My work is based on over 200 surveys and nearly 100 interviews with displaced Venezuelans, activists, humanitarian organizations, and government officials. As one of the first scholars to focus on LGBTQ+ Venezuelan displacement, my findings have directly shaped regional and international policy. My research has been cited by R4V—the main coordination platform guiding refugee and migrant responses across 17 countries in Latin America and the Caribbean and nearly 200 organizations worldwide—as well as by the International Organization for Migration (IOM).
My work has informed investigations in the Brazilian Parliament into the treatment of Venezuelan refugees during the COVID-19 pandemic, including women, children, and LGBTQ+ people. I have also briefed UN agencies, national refugee authorities, the Brazilian military, and senior political leaders, including the President of Guyana and Canada’s Ambassador to Brazil.
Through peer-reviewed publications, policy briefings, and public lectures, my research continues to shape how governments and international organizations understand and respond to the Venezuelan refugee crisis.
As a result of my expertise, I am frequently asked to write expert reports and act as an expert witness in asylum hearings.

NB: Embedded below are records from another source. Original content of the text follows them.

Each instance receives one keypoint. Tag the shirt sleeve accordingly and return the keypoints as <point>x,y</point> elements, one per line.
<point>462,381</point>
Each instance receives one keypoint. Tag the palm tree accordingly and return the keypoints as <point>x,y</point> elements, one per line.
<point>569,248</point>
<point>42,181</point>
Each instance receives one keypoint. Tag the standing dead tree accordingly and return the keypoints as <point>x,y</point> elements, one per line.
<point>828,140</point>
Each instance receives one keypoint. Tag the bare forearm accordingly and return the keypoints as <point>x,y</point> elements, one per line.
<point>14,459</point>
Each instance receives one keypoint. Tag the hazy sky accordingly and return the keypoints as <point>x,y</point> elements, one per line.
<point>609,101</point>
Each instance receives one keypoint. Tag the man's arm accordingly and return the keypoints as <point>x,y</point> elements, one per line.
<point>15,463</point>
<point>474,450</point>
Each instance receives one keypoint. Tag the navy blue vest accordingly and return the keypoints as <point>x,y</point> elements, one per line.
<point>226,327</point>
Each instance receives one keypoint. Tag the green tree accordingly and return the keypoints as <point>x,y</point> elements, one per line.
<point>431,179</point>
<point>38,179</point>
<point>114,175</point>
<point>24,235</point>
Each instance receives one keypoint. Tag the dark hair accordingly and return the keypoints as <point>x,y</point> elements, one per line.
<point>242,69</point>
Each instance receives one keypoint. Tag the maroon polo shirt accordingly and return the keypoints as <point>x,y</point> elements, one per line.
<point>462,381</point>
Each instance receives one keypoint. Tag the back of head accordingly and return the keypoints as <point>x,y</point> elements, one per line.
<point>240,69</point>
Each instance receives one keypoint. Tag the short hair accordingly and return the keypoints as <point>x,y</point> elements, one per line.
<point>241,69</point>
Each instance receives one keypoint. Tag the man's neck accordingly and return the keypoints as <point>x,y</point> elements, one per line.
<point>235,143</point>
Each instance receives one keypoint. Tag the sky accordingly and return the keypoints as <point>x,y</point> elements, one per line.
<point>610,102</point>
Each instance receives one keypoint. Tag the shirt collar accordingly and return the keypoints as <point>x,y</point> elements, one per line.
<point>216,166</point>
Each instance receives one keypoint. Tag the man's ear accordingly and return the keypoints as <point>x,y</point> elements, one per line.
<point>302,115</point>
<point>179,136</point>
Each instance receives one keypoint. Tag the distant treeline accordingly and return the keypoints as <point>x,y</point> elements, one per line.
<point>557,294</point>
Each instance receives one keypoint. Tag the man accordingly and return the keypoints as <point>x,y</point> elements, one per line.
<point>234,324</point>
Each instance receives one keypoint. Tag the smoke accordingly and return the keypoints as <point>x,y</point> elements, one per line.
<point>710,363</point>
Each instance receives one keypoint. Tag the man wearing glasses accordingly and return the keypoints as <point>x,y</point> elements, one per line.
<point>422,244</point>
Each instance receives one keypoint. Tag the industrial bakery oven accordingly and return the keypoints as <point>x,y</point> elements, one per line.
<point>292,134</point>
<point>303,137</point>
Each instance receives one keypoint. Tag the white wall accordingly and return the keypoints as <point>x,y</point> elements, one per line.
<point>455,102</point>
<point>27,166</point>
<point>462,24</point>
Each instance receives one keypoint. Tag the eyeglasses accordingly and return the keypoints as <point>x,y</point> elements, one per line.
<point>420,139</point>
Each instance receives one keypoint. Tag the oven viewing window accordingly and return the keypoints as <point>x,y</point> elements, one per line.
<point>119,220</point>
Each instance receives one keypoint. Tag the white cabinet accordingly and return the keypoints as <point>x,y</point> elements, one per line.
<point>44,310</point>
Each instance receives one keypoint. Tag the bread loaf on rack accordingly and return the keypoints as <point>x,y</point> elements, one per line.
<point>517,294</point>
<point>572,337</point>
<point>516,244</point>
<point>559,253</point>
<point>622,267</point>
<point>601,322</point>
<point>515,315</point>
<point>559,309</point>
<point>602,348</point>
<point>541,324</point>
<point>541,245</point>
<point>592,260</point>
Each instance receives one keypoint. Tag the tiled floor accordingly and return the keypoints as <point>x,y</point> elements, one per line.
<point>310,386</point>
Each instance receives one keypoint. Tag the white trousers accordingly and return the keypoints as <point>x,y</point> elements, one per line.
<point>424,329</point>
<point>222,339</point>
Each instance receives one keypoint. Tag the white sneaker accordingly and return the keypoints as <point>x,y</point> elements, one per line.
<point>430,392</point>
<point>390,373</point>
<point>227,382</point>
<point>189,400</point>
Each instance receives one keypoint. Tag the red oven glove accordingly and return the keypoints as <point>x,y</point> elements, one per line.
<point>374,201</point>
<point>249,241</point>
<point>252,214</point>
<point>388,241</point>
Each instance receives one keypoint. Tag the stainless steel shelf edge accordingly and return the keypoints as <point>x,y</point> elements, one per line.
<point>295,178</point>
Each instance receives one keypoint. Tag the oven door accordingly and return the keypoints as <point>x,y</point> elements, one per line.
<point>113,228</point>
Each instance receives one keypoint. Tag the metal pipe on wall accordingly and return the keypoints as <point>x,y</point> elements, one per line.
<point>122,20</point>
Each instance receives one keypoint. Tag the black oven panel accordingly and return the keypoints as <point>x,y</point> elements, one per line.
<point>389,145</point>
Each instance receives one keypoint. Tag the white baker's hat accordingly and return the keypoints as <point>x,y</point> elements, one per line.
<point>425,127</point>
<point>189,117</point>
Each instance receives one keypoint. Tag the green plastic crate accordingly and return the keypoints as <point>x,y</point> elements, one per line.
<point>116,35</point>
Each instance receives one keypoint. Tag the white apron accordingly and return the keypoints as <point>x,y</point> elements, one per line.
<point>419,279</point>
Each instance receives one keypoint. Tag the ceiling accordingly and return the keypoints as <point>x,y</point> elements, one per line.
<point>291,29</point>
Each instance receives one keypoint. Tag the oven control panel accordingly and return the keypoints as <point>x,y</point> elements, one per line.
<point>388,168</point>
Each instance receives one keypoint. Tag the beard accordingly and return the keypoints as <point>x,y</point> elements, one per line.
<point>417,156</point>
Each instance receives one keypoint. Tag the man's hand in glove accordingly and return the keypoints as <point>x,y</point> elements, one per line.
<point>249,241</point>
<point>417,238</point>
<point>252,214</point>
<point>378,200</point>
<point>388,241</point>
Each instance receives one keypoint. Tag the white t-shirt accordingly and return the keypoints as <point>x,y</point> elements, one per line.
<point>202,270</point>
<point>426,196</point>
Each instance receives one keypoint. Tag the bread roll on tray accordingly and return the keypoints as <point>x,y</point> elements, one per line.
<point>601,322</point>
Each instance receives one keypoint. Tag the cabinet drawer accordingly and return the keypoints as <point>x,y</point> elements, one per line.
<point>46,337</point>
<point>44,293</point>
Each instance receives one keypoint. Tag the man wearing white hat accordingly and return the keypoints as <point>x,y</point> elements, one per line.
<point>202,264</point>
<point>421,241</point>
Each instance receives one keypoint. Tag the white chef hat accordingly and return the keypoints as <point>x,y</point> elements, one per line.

To date, I have assisted over 10 LGBTQ+ Venezuelan asylum seekers, and I am happy to report that my testimony and expertise have helped four of them obtain refugee status in the United States. But even more important than that is their ability to live authentic and dignified lives - free of persecution.
“I had the distinct pleasure and privilege of seeing Dr. Su’s effectiveness and impact across a variety of metrics. First, I asked Dr. Su, with a tight turnaround time, to help us in a case where I determined as counsel something was lacking to expressly show the court as to the daily stigma and consequence of being LGTB+ in Venezuela.
Dr. Su was the missing ingredient. Her report was excellently written, showing both the depth and breadth of her academic knowledge and field work, and she expertly analyzed my client’s case. At trial, while I typically have to qualify an expert, the court immediately asked the Department of Homeland Security if it took any issue with Dr. Su being an expert, and the US government accepted her as an expert without the need to even qualify her.
Dr. Su is a compelling witness, and frankly carried the day. Her expertise and knowledge are quite remarkable, yet it is her indomitable passion for justice in a challenging area of research that pours out in court like a river. We largely won our case due to Yvonne Su. We cannot thank her enough.”